Fipronil (FP) is an insecticide used in the treatment and control of pests, but it also adversely affects bees. Currently, there is no data on the genotoxic effects of FP in the brain of bumblebees. Thus, through the comet assay and routine morphological analysis, we analyzed the morphological effects and potential genotoxicity of environmentally relevant concentrations of FP on the brain of Bombus atratus. Bumblebees were exposed at concentrations of 2.5 µg/g and 3.5 µg/g for 96 hours. After the exposure, the brains were removed for morphological and morphometric analysis, and the comet assay procedure - used to detect DNA damage in individual cells using electrophoresis. Our data showed that both concentrations (2.5 µg/g and 3.5 µg/g) caused DNA damage in brain cells. These results corroborate the morphological data. We observed signs of synapse loss in the calyx structure, intercellular spaces between compact inner and non-compact inner cells, and cell swelling. This study provides unprecedented evidence of the effects of FP on DNA and cellular structures in the brain of B. atratus and reinforces the need to elucidate its toxic effects on other species to allow future risk assessments and conservation projects.

Genotoxic effect of two environmentally safe doses of cadmium on the hepato-nephrocytic system of Bombus atratus forager workers.

Eusocial bees are declining due to anthropogenic actions. Individuals can be exposed to contaminants like Cd, which have been found in pollen. Thus, we evaluated the potential genotoxicity of Cd to the hepato-nephrocitic system of Bombus atratus foraging workers exposed to environmentally safe doses of Cd (0.001 mg/kg and 0.003 mg/kg) during 72 h. To assess the genotoxicity of Cd, we conducted an alkaline comet assay. Doses of 0.001 mg/kg of Cd caused comets of levels 2 and 3, and 0.003 mg/kg of Cd induced comets of level 4, while controls exhibited regular nucleoids. Also, 0.003 mg/kg doses caused higher Damage Index, Damage Frequency, and Total Damage. Our results bring new evidence that 0.003 mg/kg Cd exerted genotoxicity to the HNS cells of B. atratus, probably affecting secondary metabolism and the detoxification capability of bees.

Effects of mercury at field estimated concentration in brain of Bombus atratus (Hymenoptera: Bombini).

Although mercury neurotoxic effects are well known in several species, it is poorly studied in bees. Mercury contamination is increasing in several regions of the Brazilian Amazon Rainforest due to illegal and indiscriminate gold mining.

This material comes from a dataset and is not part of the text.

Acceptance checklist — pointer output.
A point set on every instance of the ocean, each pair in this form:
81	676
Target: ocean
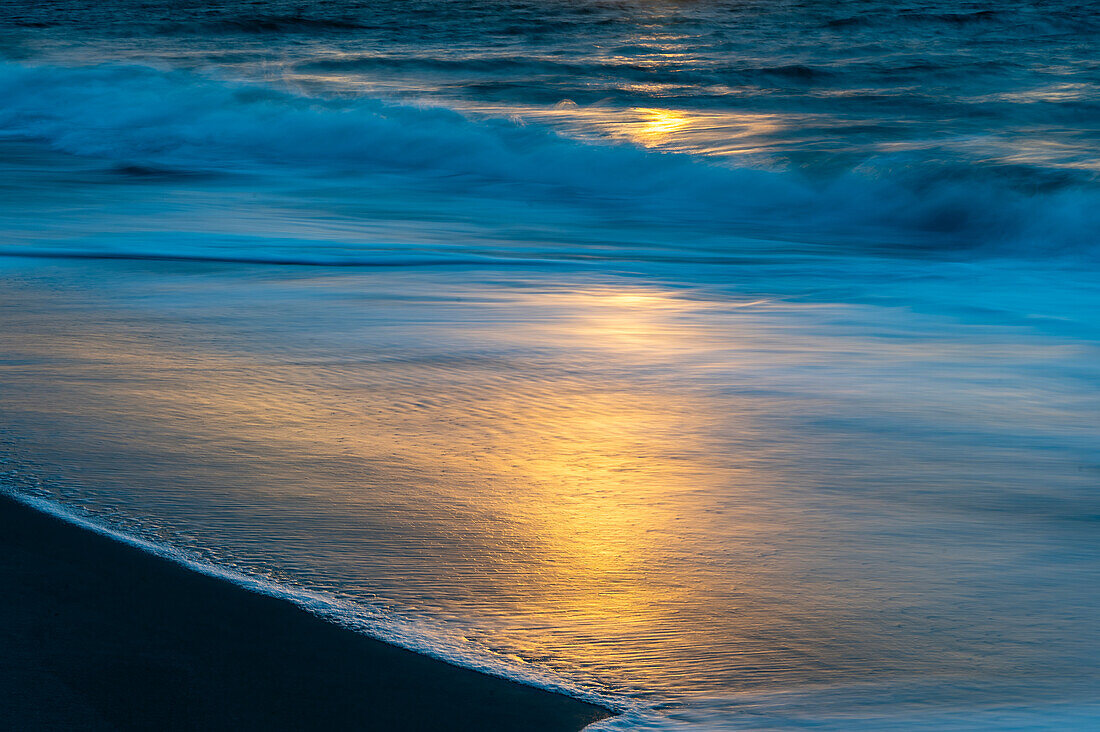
734	363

Therefore, this study aimed to evaluate the effects of mercury (Hg) in brain Kenyon cells of foraging workers of Bombus atratus exposed to an average concentration (110 ppb) found in pots of honey from native bees of South America and Australia. Twenty forager workers were collected in the field (23° 34' S 47° 31' W), divided into control (n = 10) and exposed (n = 10) groups, and individually kept in special boxes for 48 h. For the exposed group, we offered Hg solution (at 110 ppb) ad libitum, while for the control group we offered water, and for both sucrose syrup at 70%. After the exposure time, the bees were crio-anesthezied at 4 °C. Brains were dissected and processed for morphological, morphometric, and histochemical analyses. Morphological results showed that the Kenyon cells of the Hg-exposed group presented both cytoplasmic vacuolization and nuclear pyknosis, which indicate cell death. These findings were corroborated by the acridine orange staining. Hg exposure also induced significant nuclear chromatin compaction in Kenyon cells. The calyces and peduncles of the mushroom bodies showed disorganization and vacuolization. In summary, these changes may imply in a severe impairment of the cognitive abilities of the bees, which could lead them to the loss of many tasks, such as foraging or even nest founding by the queen.